O ministro da Educação da França, Jean Michel Blanquer, lançou hoje um plano para valorizar e proteger os professores de escolas públicas. O atentado contra o professor Samuel Paty, de 47 anos, colocou em destaque os riscos do trabalho de educadores no país.

O plano, chamado de Grenelle da Educação, que prevê um aumento dos salários dos professores e medidas de proteção suplementares, já estava presente na agenda do ministério para este ano. Mas foi revisto depois do assassinato de Paty, para colocar ainda mais "o professor no centro da sociedade", de acordo com o ministro da Educação.

"Hoje, temos o tema da proteção dos professores, mas também do reconhecimento. Esta questão já existia antes e nós temos que dar uma resposta. Por isso trabalhamos há meses com organizações sindicais sobre o que chamamos de agenda social", já havia anunciado Blanquer, ontem, durante uma sessão de perguntas ao governo no Senado.
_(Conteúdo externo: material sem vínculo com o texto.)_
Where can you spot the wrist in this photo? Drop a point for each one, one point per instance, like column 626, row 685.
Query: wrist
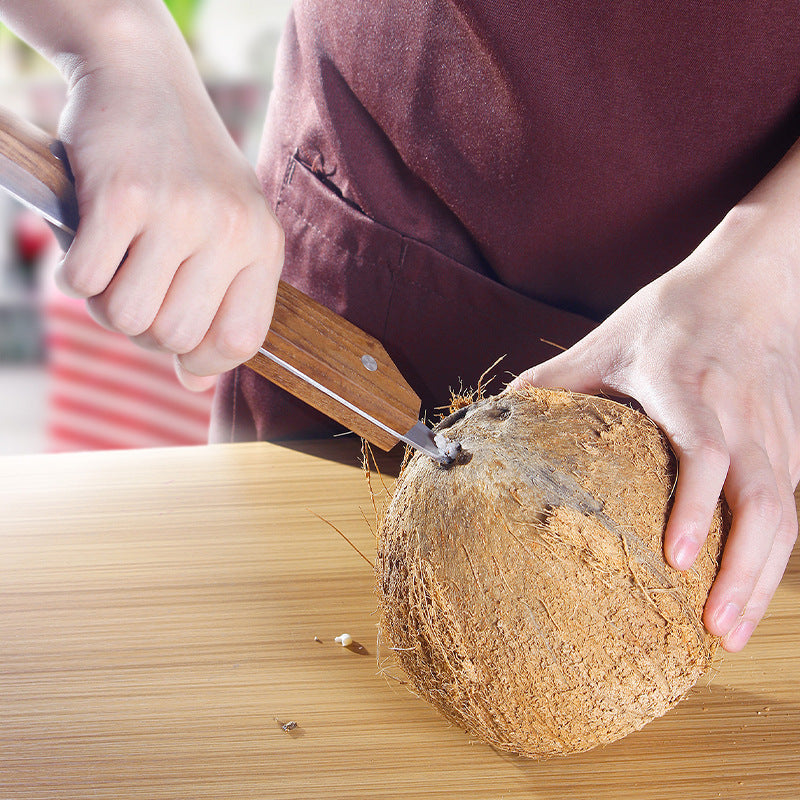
column 126, row 38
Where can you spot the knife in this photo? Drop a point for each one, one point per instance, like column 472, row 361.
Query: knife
column 311, row 352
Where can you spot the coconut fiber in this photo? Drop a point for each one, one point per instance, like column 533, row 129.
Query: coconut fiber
column 523, row 588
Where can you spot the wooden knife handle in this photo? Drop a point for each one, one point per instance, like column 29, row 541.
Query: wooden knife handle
column 344, row 359
column 304, row 334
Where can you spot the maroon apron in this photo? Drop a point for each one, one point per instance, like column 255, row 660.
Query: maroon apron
column 466, row 179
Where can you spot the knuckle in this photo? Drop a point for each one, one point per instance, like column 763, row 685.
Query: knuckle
column 713, row 450
column 83, row 281
column 127, row 319
column 178, row 339
column 764, row 502
column 239, row 343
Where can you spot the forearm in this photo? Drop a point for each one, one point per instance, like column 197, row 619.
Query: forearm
column 80, row 37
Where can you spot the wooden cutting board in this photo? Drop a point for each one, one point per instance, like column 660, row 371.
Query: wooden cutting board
column 163, row 613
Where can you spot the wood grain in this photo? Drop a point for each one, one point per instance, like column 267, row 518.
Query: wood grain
column 329, row 349
column 157, row 616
De acordo com o ministro, o plano do governo francês se baseia no "reconhecimento financeiro, na cooperação, isso é, no trabalho em equipe, na modernização e na proteção".
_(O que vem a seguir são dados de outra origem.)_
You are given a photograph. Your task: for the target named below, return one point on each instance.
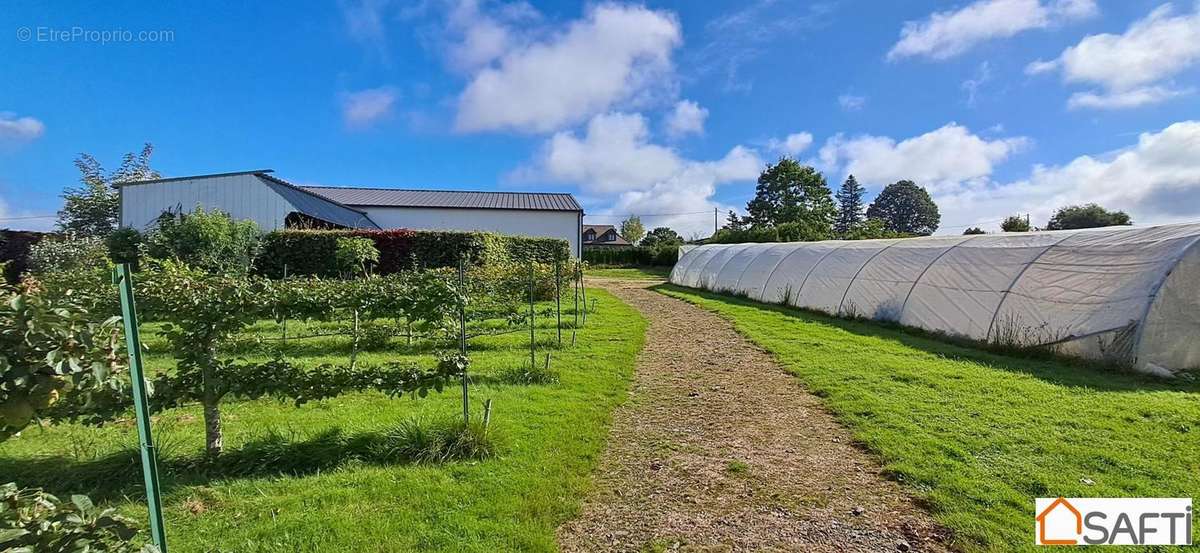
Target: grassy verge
(978, 436)
(639, 272)
(322, 478)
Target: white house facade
(274, 204)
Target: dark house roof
(444, 198)
(316, 205)
(600, 230)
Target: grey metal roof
(444, 198)
(316, 205)
(210, 175)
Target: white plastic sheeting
(1121, 294)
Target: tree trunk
(211, 402)
(213, 438)
(354, 344)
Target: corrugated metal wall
(244, 197)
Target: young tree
(208, 240)
(733, 222)
(906, 208)
(661, 236)
(1015, 223)
(631, 229)
(94, 208)
(789, 192)
(870, 229)
(1086, 216)
(850, 206)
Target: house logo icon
(1060, 509)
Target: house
(1068, 517)
(274, 203)
(603, 235)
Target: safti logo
(1114, 522)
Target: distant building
(603, 235)
(274, 204)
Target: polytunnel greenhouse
(1128, 295)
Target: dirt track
(720, 450)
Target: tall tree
(1086, 216)
(850, 206)
(661, 236)
(94, 208)
(733, 222)
(1015, 223)
(789, 192)
(906, 208)
(631, 229)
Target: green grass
(324, 478)
(636, 274)
(978, 436)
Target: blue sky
(995, 106)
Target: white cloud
(1122, 100)
(616, 164)
(939, 160)
(365, 23)
(1131, 67)
(479, 37)
(687, 118)
(748, 32)
(972, 85)
(363, 108)
(13, 128)
(792, 144)
(851, 102)
(947, 34)
(1156, 180)
(615, 54)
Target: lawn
(634, 272)
(306, 479)
(978, 436)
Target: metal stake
(124, 280)
(462, 338)
(558, 300)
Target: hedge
(312, 252)
(665, 256)
(15, 251)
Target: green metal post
(462, 338)
(558, 300)
(124, 280)
(533, 360)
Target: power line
(647, 215)
(28, 217)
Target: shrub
(15, 250)
(313, 252)
(123, 245)
(209, 240)
(67, 254)
(527, 374)
(437, 440)
(49, 349)
(34, 521)
(355, 256)
(663, 256)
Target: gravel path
(720, 450)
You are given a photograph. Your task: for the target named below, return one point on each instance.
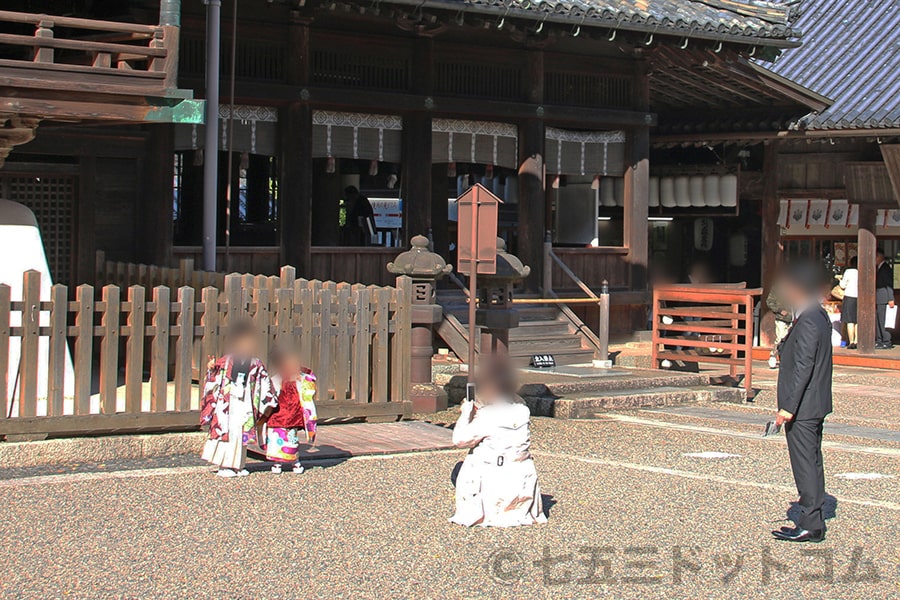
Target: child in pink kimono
(237, 398)
(296, 412)
(497, 484)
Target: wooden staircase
(542, 330)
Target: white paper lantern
(667, 192)
(654, 191)
(682, 192)
(728, 190)
(695, 184)
(711, 191)
(607, 192)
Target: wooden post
(771, 240)
(416, 178)
(532, 198)
(362, 339)
(159, 354)
(157, 233)
(210, 322)
(637, 186)
(109, 349)
(5, 309)
(134, 349)
(29, 357)
(85, 238)
(44, 30)
(297, 188)
(184, 349)
(439, 218)
(867, 247)
(547, 276)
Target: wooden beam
(891, 155)
(392, 102)
(185, 111)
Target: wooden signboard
(478, 209)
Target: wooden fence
(705, 324)
(137, 354)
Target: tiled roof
(764, 22)
(851, 54)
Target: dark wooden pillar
(86, 233)
(295, 210)
(439, 219)
(637, 187)
(156, 229)
(867, 247)
(295, 214)
(771, 240)
(416, 176)
(532, 198)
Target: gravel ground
(618, 494)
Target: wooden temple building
(626, 131)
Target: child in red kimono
(296, 412)
(237, 398)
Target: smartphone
(470, 392)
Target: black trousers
(805, 448)
(881, 334)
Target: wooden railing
(355, 338)
(125, 274)
(600, 341)
(705, 324)
(135, 55)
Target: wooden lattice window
(52, 200)
(339, 68)
(478, 80)
(579, 89)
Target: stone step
(590, 405)
(535, 383)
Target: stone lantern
(495, 314)
(424, 268)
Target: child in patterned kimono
(296, 412)
(497, 484)
(237, 399)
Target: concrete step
(589, 405)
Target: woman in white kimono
(497, 484)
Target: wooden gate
(705, 324)
(137, 354)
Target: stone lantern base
(428, 397)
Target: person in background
(497, 484)
(804, 396)
(849, 306)
(884, 297)
(360, 218)
(238, 397)
(783, 319)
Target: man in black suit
(804, 396)
(884, 297)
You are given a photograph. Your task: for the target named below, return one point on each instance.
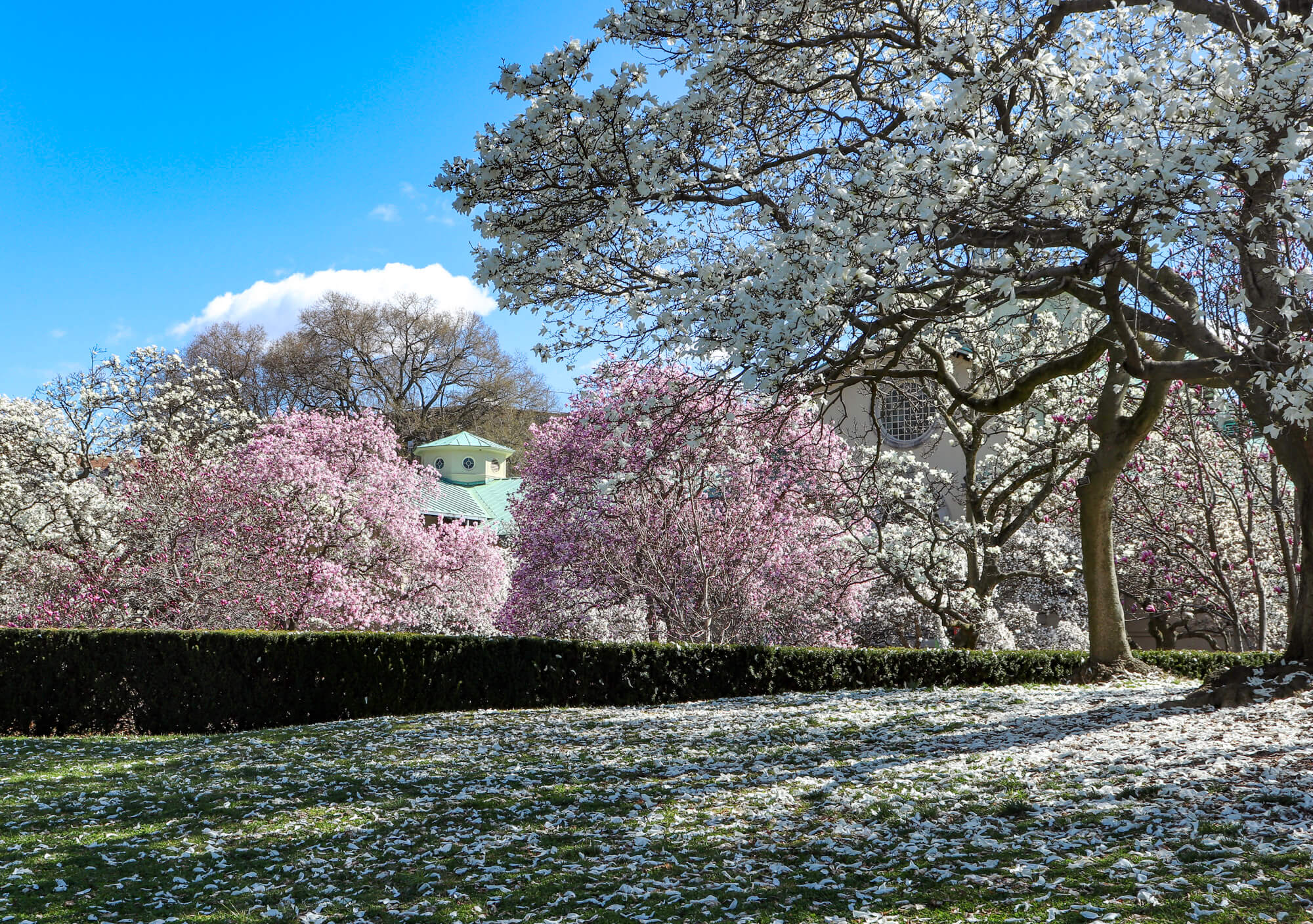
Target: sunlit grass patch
(1022, 805)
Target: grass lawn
(1046, 804)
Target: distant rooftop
(467, 439)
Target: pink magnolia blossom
(313, 523)
(668, 507)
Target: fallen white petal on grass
(1039, 804)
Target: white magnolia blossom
(811, 192)
(972, 541)
(62, 453)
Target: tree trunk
(1299, 640)
(1109, 641)
(1118, 439)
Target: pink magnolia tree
(312, 524)
(673, 509)
(1205, 520)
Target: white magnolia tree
(972, 541)
(64, 455)
(830, 182)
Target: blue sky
(156, 158)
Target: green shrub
(61, 682)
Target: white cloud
(276, 305)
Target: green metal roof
(497, 497)
(469, 440)
(485, 503)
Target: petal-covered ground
(1046, 804)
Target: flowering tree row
(181, 511)
(820, 194)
Além do aumento de salários, que vai beneficiar principalmente os mais jovens, mas deve alcançar toda a categoria, a proposta "visa à transformação de nosso sistema, principalmente no que se refere a recursos humanos de proximidade, com um sistema de educação mais presente, mais preocupado com que acontece com cada professor, o acompanhando em sua carreira", afirmou Blanquer. Além do conjunto de medidas práticas, o objetivo do ministério é manifestar "o reconhecimento do país a todos os professores".

"Este salto nacional deve nos conduzir a considerar que o professor é central em nossa sociedade e que cada um de nós, em nossa vida como pais de alunos, cidadãos, deve respeitar os professores e ter discursos que coloquem o professor no centro de nossa sociedade", acrescentou.

Entre as sete pessoas indiciadas pelo assassinato de Samuel Paty estão dois estudantes, de 14 e 15 anos, do colégio onde o professor trabalhava, e o pai de um aluno que convocou uma mobilização logo após o curso ministrado por Paty sobre liberdade de expressão.

Sindicatos

Um encontro do ministro com sindicatos de professores está previsto para 2 de novembro, dia da volta às aulas após as férias de outono na França. Questionado sobre os temas que estarão na agenda da reunião, Blanquer disse que pediu à classe política, vereadores, prefeitos e senadores, que estejam presentes, junto aos professores no retorno às aulas.

O orçamento de 2021 do ministério teve um acréscimo de € 400 milhões, que deve ser usado para aumentar os salários dos professores. Um educador francês em início de carreira ganha em média € 28 mil por ano, cifra 7% menor que a média dos países membros da OCDE (Organização de Cooperação e Desenvolvimento Econômico).

O investimento deve financiar diferentes gratificações, principalmente a de atratividade, concedida a profissionais em início e meio de carreira, e uma bonificação para equipamento informático de € 150 anuais para cada professor.

Ao contrário do que temiam os sindicatos, os aumentos de salários não serão condicionados a um maior tempo de trabalho ou de outras contrapartidas.